Efrin'i Kürtsüzleştirme politikası: Kürt nüfusu yüzde 95'ten yüzde 25'e düştü

Efrin'i Kürtsüzleştirme politikası: Kürt nüfusu yüzde 95'ten yüzde 25'e düştü
Kuzey ve Doğu Suriye Özerk Yönetimi Göçmen İşleri Dairesi Başkanı Şêxmûs Ehmed, ‘Türkiye’nin amacı bölgenin demografik yapısını değiştirmektir’ dedi

Türkiye ve kontrolündeki paramiliter güçlerle birlikte 2018’de kontrol ettiği Efrîn’de yerinden etme, insan kaçırma, cinayet, yağma olaylarının yaşanmasının yanı sıra bölgenin doğası ve kültürü de yok edilmek istendi. Efrin’in demografik yapısını değiştirmek için yıllardır bölgede özel politikalar yürütülüyor. Efrîn’de Türkiye’ye bağlı kurumların kurulması, eğitim dilinin Türkçe olarak değiştirilmesi gibi adımlarla Türkleştirme politikası devreye konuldu.

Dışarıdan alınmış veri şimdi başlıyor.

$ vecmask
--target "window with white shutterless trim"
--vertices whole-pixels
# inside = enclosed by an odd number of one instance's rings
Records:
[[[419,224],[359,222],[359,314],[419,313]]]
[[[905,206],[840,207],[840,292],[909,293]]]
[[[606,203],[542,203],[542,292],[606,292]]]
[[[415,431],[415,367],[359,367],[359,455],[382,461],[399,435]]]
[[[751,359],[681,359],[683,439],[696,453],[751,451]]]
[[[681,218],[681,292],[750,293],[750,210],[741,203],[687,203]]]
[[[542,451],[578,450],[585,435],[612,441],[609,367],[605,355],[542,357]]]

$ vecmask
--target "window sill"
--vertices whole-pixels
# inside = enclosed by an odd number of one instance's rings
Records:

KÜRTLER ZORLA GÖÇ ETTİRİLDİ

Hawar Haber Ajansı’nda (ANHA) yer alan habere göre; Efrîn, Türkiye ve paramiliter güçlerin kontrolüne geçmeden önce Kürt nüfusunun yüzde 95’in üzerindeydi. Bu oran yüzde 25’lere kadar düştü. Zorunlu göçü insanlığa karşı suç sayan uluslararası hukuka rağmen, sessiz kalındı. 1988 tarihli Uluslararası Ceza Mahkemesi Roma Statüsü’nün 6, 7 ve 8. maddelerine göre, geniş kapsamlı veya kasıtlı saldırılar sırasında, sakinlerin sınır dışı edilmesi veya zorla geri gönderilmesi ceza gerektiren bir suç sayılıyor.

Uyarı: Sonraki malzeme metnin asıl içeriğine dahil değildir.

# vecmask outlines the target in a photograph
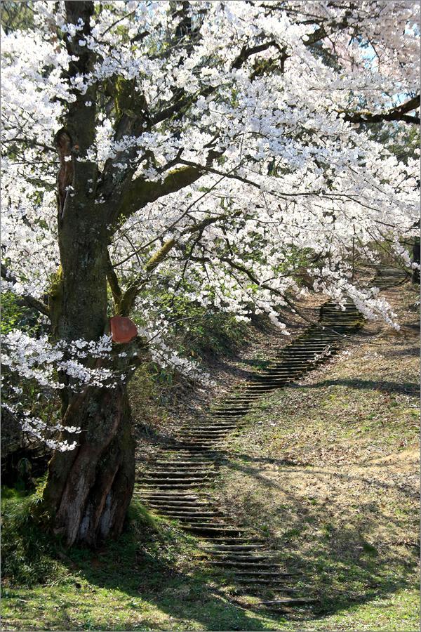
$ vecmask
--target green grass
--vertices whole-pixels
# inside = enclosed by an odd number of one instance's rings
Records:
[[[194,538],[138,502],[117,541],[66,552],[32,519],[35,494],[4,492],[4,629],[274,628],[233,602],[229,576],[206,568]]]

8 BİNDEN FAZLA KİŞİ KAÇIRILDI 

Efrîn İnsan Hakları Örgütü’nün açıkladığı belgelere göre, Efrîn’de 4 yıllık süreçte 8 bin 63’ten fazla kişi kaçırıldı, 655’ten fazla kişi hayatını kaybetti. Kaçırılanların 90’ı işkence sonucu hayatını kaybetti. Açılan ateş sonucu 696’dan fazla kişi yaralandı. 60’tan fazla tarihi eser, türbe ve ibadethane yerle bir edildi. Efrîn’deki demografik değişim kapsamında, Türkiye’de kurulan ve sınır ötesinde Türkiye kontrolünde olan bölgelerde faaliyet gösteren dernekler, İhvan örgütleriyle işbirliği içinde Türkmen ve Arap yabancıları ve paramileter grupların ailelerini barındırmak için kontrol noktaları kurdu.

İHVAN DERNEKLERİ FİNANSE EDİYOR! 

Katar, Kuveyt ve Filistin menşeli İhvan dernekleri, Türkiye’nin Efrîn’deki grupları finanse eden ana kollarıdır. Bu derneklerden bazıları El-Eyş Bîkerama, Ayadî El-Beyda, Xûza El-Beyda, Katar-Türkiye Beyar Derneği ve Katarlı Eta Bîla Hidûd’dur.

DEMOGRAFİ DEĞİŞTİRİLİYOR

ANHA’ya konuşan Kuzey ve Doğu Suriye Özerk Yönetimi Göçmen İşleri Dairesi Başkanı Şêxmûs Ehmed, "Türkiye’nin amacı Efrîn’de sömürge binalar yaparak bölgenin demografisini değiştirtir. Projenin yakın gelecekte bölgenin demografisi için bir tehdit oluşturacak. Türkiye’nin amacı insani yardım sağlamaksa kamplardaki İdlib göçmenlerine neden destek olmuyorlar?" dedi.

SUÇ İŞLENİYOR

Türkiye’nin, bazı Kuveytli dini dernek ve kuruluşların desteği, İhvan’ı para ve istihbaratla destekleyen Katar rejiminin yanı sıra İhvan’a bağlı bazı kuruluşların doğrudan desteğiyle Efrîn halkına karşı suçu işlediğini dile getiren Ehmed, şunları söyledi: "Bu örgüt ve dernekler aşırılıkçıdır, Türkiye’nin politikalarına hizmet ediyorlar. Çoğunlukla Cebhet El Nusra ve DAİŞ’e hizmet ediyorlar. İnsani yardım ve İslam adına bu gruplar ve kuruluşlar, Afganistan’da veya Irak’ta yaptıklarını şimdi Suriye’de yapıyorlar."

İŞBİRLİĞİ YAPILIYOR

Derneklerin ikiyüzlü politikalarına dikkat çeken Ehmed, "Bu dernek ve kuruluşlar ne İdlib’de ne de başka bir yerde insani yardıma muhtaç Suriyeli mültecilere yardım yapmıyorlar. Efrîn topraklarında ise terör hücreleri kuruyorlar. Efrîn’in asıl sakinlerini yerinden eden çete gruplarına destek verilmesi, bu örgüt ve derneklerin işgalci Türk devleti ile işbirliği yaptığını gösteriyor" diye konuştu.